Now that Thanksgiving is is behind us, we are in the full swing of the holiday season. As such, it is filled with holiday parties with plenty of rich food and drink. While I love a decadent treat this time of year, sometimes it is nice to have something a little lighter and healthier. That is where this asparagus appetizer comes into play. It is dead simple to pull together and very tasty. Plus it is a nice change of pace from the traditional carrot sticks and ranch dip and adds some lovely color to the spread.
Now typically, I don’t even think of asparagus this time of year. I think of it as a spring food, typically, but the stores near me have had lovely bunches on sale recently. When my mom shared this recipe from one of her good friends, it was a nice reminder of a tasty vegetable that I had not thought much of lately. While this is a great appetizer, it would also make a nice side dish.
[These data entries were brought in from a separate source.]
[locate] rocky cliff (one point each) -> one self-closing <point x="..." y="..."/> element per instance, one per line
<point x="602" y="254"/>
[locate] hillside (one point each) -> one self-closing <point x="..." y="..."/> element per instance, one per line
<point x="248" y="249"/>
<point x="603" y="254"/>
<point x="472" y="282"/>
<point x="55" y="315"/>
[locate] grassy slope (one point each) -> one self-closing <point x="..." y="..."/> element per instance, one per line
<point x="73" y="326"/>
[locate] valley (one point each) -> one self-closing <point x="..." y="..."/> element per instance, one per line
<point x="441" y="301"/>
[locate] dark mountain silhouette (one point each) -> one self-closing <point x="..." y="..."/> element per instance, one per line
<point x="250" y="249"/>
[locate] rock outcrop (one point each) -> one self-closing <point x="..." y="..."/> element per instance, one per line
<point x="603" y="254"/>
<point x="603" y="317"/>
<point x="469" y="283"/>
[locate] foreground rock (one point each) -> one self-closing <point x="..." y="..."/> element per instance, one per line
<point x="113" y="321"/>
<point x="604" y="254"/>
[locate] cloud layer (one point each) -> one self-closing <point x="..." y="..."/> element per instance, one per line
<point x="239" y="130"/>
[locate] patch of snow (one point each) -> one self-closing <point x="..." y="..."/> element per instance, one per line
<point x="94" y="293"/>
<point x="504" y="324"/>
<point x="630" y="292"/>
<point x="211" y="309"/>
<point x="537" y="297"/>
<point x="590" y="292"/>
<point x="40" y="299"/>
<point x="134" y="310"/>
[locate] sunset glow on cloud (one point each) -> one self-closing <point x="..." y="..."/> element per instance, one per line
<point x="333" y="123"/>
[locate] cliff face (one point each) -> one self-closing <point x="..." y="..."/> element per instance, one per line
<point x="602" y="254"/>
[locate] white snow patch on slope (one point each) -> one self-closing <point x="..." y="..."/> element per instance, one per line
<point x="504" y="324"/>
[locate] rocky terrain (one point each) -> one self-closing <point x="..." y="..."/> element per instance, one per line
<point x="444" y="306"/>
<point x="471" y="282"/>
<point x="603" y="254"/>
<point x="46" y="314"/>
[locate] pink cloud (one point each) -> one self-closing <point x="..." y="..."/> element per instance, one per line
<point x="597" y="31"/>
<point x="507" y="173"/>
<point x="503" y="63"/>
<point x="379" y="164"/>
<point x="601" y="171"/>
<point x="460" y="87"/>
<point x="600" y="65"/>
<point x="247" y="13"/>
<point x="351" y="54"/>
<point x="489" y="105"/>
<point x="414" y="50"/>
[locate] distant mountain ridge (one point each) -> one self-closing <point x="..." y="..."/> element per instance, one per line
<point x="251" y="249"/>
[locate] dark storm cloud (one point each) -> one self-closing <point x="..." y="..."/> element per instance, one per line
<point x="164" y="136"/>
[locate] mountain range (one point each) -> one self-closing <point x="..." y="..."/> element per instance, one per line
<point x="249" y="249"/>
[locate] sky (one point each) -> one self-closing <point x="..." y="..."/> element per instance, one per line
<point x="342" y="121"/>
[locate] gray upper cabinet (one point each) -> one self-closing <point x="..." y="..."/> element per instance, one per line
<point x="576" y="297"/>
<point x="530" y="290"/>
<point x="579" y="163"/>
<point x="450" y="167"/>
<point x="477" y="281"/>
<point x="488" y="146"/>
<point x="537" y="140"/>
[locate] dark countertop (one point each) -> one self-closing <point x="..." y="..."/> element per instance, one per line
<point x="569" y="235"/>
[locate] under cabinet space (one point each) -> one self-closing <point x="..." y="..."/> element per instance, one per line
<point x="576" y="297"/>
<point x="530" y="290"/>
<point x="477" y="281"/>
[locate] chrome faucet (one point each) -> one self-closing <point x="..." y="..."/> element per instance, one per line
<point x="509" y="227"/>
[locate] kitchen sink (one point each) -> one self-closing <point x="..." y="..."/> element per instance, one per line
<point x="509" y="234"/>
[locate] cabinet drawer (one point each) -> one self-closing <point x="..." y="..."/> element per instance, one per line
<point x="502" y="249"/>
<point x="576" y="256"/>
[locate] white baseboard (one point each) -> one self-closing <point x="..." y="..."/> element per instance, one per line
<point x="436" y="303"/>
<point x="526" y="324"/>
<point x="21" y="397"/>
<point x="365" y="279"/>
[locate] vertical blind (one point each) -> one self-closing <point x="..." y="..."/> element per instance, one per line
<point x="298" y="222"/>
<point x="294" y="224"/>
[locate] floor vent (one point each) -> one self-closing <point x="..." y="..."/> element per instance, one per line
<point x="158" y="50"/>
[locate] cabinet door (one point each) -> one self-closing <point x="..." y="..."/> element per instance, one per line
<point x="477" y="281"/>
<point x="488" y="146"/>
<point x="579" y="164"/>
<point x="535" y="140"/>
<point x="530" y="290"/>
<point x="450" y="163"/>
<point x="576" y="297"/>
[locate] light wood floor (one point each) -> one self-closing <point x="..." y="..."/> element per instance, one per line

When you make the dipping sauce, be sure to taste and adjust to your liking. I thought this was the perfect blend of creamy, salty, and just the right amount of zip. You may prefer a bit more or less heat, so you may wish to increase or decrease the wasabi a bit. If you are concerned about the spice, start with a half teaspoon and then increase till at your desired level.
- 1 lb asparagus spears
- 1/2 cup mayonnaise
- 1 tsp wasabi paste
- 1 tsp soy sauce
- 1/4 tsp sugar
- 1 tsp lemon juice
- Prep the asparagus by trimming off the woody ends. Boil a pot of water. Once at a roiling boil, add the asparagus and cook for about 3-4 minutes till bright green.
- Immediately drain the hot water and cool asparagus by running under cool water or submerging the stalks in ice water till cool. Dry asparagus and chill till ready to serve.
- Mix the mayo, wasabi, soy, sugar, and lemon juice together in a small bowl till smooth and creamy. Chill till ready to serve.
- To serve, place the spears on a platter with the dipping sauce.